I was on this forum before for some support when I failed a Master's which I tried to do in French in France. You were brilliant for me at the time.
I quit my job in France to focus on my course because I was failing and then my girlfriend of five years kicked me out and sent me back to the UK when I did fail - we split up a year later.
Anyway I have been working as a supply teacher in Secondary to try to save to do an MA in Critical Theory which I was hoping would set me up for a PhD in my subject (English Literature).
However four months ago I met someone and we have been in a relationship since. I love her and she says she will always love me. I'm worried though and she tries to support me in my stress. I have been really nice to her but we have had a couple of bad fall outs.
On the one hand I'm thinking I still am really interested in further study and she said I could go and do it and she will stay with me (but the last one didn't) and on the other hand I'm not sure I should bother going down the PhD route.
Maybe I should settle for getting a permanent position in secondary and a car and a house and kids. We have spoken about marriage and domestically appear to want the same things. We are very similar culturally and have a great time together when I'm not stressed.
I'm worried it would all go down the pan if I followed the PhD which I don't think I can get funding for anyway.
Any thoughts would be highly appreciated, hope I've been coherent
(up)
The decision to do a PhD shouldn't be taken lightly. It takes a lot of hard work and commitment, much like a relationship. It will put a strain on your finances, friendships and sanity - also much like a relationship.
Doing a PhD is probably the most selfish thing one can do (speaking as a PhD student myself, and married to a PhD student), as it's putting one's life (and one's partner's life) on hold for a few years.
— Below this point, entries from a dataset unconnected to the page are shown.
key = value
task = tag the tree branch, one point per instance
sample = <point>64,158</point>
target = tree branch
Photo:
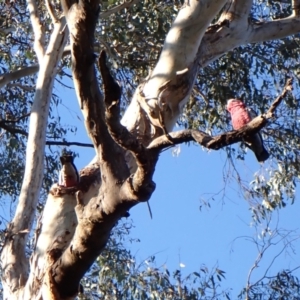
<point>39,35</point>
<point>237,11</point>
<point>14,260</point>
<point>27,71</point>
<point>116,9</point>
<point>224,139</point>
<point>296,8</point>
<point>140,185</point>
<point>51,11</point>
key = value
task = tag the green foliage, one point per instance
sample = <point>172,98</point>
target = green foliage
<point>134,38</point>
<point>117,275</point>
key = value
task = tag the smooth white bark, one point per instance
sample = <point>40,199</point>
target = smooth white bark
<point>14,261</point>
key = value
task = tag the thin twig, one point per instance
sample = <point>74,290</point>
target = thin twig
<point>116,9</point>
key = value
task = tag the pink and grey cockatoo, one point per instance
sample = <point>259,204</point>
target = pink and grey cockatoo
<point>240,116</point>
<point>68,176</point>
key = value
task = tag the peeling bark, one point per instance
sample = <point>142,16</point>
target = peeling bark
<point>127,151</point>
<point>14,261</point>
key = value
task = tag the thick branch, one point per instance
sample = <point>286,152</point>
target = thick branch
<point>140,184</point>
<point>39,35</point>
<point>237,11</point>
<point>221,140</point>
<point>14,261</point>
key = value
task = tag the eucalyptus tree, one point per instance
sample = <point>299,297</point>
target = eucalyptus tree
<point>181,71</point>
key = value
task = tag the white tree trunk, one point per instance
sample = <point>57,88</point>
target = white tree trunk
<point>14,262</point>
<point>153,111</point>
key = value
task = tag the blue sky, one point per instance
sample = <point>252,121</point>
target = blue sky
<point>182,233</point>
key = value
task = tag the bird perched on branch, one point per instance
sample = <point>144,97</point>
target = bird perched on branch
<point>240,116</point>
<point>68,175</point>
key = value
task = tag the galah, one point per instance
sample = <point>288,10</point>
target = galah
<point>68,175</point>
<point>240,116</point>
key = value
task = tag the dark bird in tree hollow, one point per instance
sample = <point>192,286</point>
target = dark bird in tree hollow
<point>68,175</point>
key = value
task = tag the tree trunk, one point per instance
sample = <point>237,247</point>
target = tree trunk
<point>77,221</point>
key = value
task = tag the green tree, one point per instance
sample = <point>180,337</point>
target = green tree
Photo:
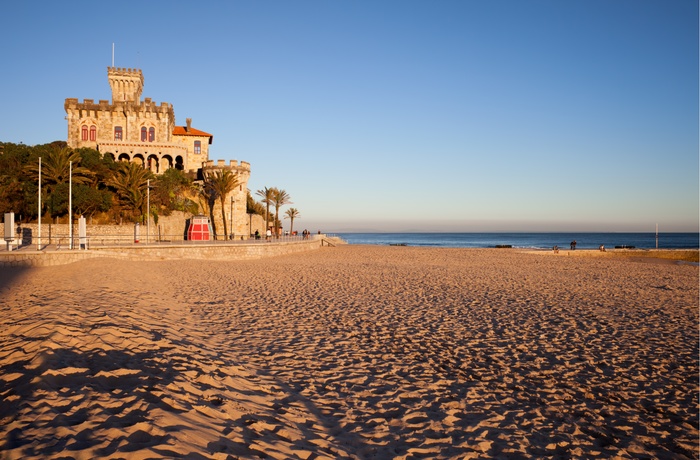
<point>279,199</point>
<point>169,192</point>
<point>220,183</point>
<point>89,200</point>
<point>267,195</point>
<point>291,214</point>
<point>130,182</point>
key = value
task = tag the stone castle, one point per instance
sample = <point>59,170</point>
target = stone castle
<point>143,132</point>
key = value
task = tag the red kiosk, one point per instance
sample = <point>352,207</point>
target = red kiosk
<point>199,229</point>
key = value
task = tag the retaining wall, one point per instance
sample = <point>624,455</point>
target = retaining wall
<point>199,251</point>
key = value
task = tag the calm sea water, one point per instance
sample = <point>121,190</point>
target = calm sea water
<point>528,240</point>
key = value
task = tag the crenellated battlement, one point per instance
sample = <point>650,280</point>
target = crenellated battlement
<point>234,165</point>
<point>124,70</point>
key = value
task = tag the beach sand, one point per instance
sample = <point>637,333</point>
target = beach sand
<point>351,352</point>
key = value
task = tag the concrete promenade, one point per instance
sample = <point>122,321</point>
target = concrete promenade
<point>29,256</point>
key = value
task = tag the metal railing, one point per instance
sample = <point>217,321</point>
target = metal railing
<point>62,242</point>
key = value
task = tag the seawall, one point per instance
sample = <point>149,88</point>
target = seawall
<point>202,251</point>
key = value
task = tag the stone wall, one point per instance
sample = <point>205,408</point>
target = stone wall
<point>170,228</point>
<point>194,251</point>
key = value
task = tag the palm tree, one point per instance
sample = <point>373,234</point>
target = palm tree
<point>56,169</point>
<point>279,199</point>
<point>222,182</point>
<point>291,214</point>
<point>267,195</point>
<point>130,181</point>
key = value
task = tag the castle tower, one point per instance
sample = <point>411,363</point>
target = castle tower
<point>126,84</point>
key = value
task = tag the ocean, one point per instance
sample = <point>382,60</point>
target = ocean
<point>584,240</point>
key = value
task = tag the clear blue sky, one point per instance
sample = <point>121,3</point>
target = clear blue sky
<point>405,115</point>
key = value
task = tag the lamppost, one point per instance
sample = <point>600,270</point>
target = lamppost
<point>233,234</point>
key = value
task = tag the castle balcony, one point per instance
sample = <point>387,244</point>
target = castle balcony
<point>157,148</point>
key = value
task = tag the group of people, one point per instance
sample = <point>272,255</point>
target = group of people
<point>573,247</point>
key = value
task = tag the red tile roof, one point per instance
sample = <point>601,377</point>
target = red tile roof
<point>183,131</point>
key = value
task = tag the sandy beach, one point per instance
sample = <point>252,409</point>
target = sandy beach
<point>356,352</point>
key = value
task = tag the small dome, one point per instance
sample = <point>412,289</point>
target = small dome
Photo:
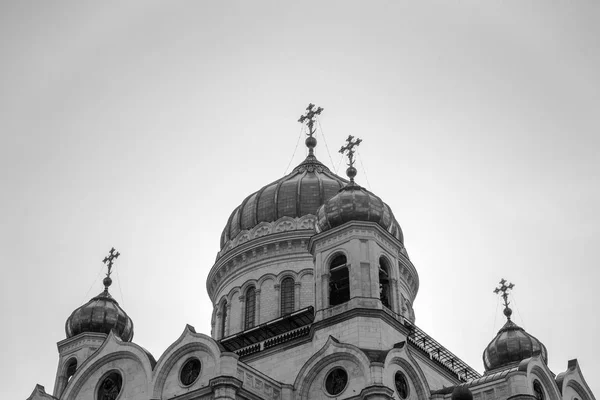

If your partner is truly willing to do this for you, then you are a very lucky person.
I'm not trying to discourage or encourage you because choosing to undertake a PhD is a very personal decision.
Goodluck!
Do what makes you happy.
Answer the below 3 questions
Does the idea of a phd excite you?
Why are you looking to do a phd?
What do you want from life?
I left my phd after a year as I found it v isolating and I thought about it in evenings - now I don't worry and have lots of time with my partner which is great.